« C’est une salle opéra, à la différence près que 30.000 spectateurs pourront écouter les artistes », s’émeut Pierre Ferret, l’architecte bordelais avec lequel nous avons visité le stade lors de l’ouverture de la « boîte à spectacle » pour la première fois depuis la pose de la pelouse. Un évènement pour ce « Grand Stade de Lille Métropole » qui a connu sa première heure de gloire avec le premier match de football du LOSC fin août, devant 50 000 spectateurs.

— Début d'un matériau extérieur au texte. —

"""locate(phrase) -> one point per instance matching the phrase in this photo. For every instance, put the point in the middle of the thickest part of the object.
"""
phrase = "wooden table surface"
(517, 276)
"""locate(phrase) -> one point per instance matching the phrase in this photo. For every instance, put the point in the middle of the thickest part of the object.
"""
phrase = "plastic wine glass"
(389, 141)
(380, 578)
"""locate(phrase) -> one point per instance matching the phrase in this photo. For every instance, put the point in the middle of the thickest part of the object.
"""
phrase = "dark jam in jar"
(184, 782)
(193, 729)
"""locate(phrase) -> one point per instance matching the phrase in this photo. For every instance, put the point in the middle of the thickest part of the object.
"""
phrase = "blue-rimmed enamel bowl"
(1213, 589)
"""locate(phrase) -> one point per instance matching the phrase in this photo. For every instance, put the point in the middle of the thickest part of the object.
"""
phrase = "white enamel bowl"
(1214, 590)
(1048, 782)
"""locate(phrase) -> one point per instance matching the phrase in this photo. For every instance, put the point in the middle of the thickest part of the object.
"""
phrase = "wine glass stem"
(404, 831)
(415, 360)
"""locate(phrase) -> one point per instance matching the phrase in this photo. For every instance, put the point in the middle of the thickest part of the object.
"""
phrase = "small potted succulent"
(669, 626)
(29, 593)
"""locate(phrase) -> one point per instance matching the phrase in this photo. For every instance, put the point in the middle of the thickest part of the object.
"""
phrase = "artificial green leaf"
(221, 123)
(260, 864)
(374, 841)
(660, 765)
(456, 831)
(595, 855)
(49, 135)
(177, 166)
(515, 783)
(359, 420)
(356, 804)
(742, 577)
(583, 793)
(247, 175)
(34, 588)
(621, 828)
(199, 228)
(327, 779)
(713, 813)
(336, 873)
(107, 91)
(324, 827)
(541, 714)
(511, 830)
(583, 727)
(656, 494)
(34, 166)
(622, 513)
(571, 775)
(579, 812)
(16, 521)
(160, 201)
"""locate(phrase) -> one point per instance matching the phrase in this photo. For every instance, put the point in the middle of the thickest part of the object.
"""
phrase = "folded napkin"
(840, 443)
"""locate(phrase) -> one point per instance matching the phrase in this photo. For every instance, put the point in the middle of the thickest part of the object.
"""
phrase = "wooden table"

Ce stade, construit en deux ans et demi par le groupement concepteur-constructeur d’Eiffage et ses filiales avec les architectes de l'Atelier Pierre Ferret et ceux de Valode & Pistre, est un concentré d’innovations. Comme les lecteurs pourront le lire dans un dossier spécial dans le Moniteur du 21 septembre, ce stade cumule les exploits techniques. Car ce stade est avant tout une immense salle de spectacles dans laquelle le Losc pourra jouer au football 25 jours par an. Pour accueillir des événements très variés, des concerts jusqu'aux sports en salle ou des pièces de théâtre - condition du succès du partenariat public privé pour Eiffage -, les concepteurs devaient répondre à deux exigences : couvrir totalement le stade afin de se protéger de la pluie et d'obscurcir l'enceinte ; et créer un espace modulable. La réponse technique est spectaculaire. La toiture est mobile : il faut à peine 30 minutes pour protéger les spectateurs. Et une salle de spectacle se cache sous la moitié nord de la pelouse, aménageable en moins de 24 heures afin d'accueillir un palais des sports ou un concert pour 18 000 à 29 500 spectateurs.
Trois questions à Pierre Ferret, architecte avec Denis Valode du Grand Stade de Lille
Quelles sont les réelles innovations de ce stade ?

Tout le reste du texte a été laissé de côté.